Two years removed from a top five rushing season, Stevan Ridley enters Patriots camp as the lead rushing back…again. We all remember Ridley’s breakout 2012 campaign that saw him achieve a total Rushing NEP of 11.25, good for fifth among eligible backs, and a Success Rate of 49.66%, which ranked second. We also remember his downtrodden 2013 year.
But just how bad was Ridley’s 2013 season? From our numbers, it actually wasn’t as miserable as one might think. Ridley had a -0.07 Rushing NEP per rush, which may sound frightening, but that was good for 24th among eligible backs last year (low-end RB2 territory). He also had the fourth-highest Success Rate of 43.63%.
With LeGarrette Blount gone to Pittsburgh, and Brandon Bolden barely clinging to a roster spot, there are 558 offensive snaps, or 46.5% of all offensive snaps by a Patriot running back, up for grabs.
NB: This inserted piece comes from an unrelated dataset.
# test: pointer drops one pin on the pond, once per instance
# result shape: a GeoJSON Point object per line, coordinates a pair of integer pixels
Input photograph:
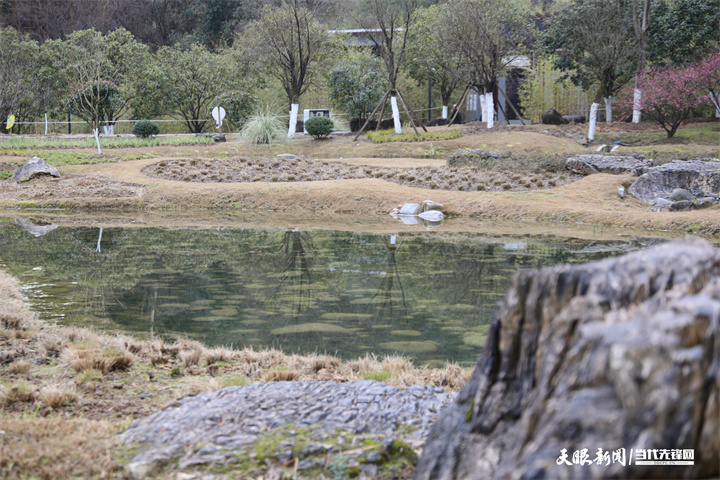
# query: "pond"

Those snaps will more than likely be split between Ridley and Shane Vereen, in Ridley’s favor. With an average draft position as the 29th running back, Ridley is a very low-risk, high-reward player. He’s got the perfect opportunity to replicate his 2012 season, and allow many fantasy football owners to cash in on their mid-round lottery ticket.
Jonathan Stewart, Carolina Panthers
By Joe Redemann
Normally we advise avoiding muddy situations for your fantasy running backs, but in this case, the Carolina Panthers' confusion is your clarity. Oft-injured punchline Jonathan Stewart is – reportedly – healthy for the first time in years, and will step back into a team where the most legitimate pass-catcher is likely veteran tight end Greg Olsen. It’s not hard to imagine a scenario in which the Panthers go very run-heavy, maximizing Stewart and aging teammate DeAngelo Williams (who put together a paltry -6.52 Rushing Net Expected Points in 2013) as their primary driving forces on offense.
There's almost certainly a prominent role waiting for Stewart, but we shouldn’t be concerned about him needing massive volume to be useful. Over his first four (relatively) healthy years in the NFL, he averaged only 181 rushes, but 6.10 Rushing NEP per season, which would have been good for a 10th-place ranking among running backs with 150 or more carries in 2013. Add into this Stewart’s well above-average pass-catching ability, which has achieved him an average of 11.57 Reception NEP per season (17th among 2013 running backs), and you have a dangerous, multi-talented weapon for quarterback Cam Newton and head coach Ron Rivera to utilize.
The question on Stewart has never been talent; it’s always been durability. If he can stay healthy this season, his current late 12th-round cost is a steal. Being drafted outside the top 50 at running back, he has top 20 upside.
Editor's Note: You may notice that there are only nine RBs listed. We removed David Wilson from the list, given his career-ending injury.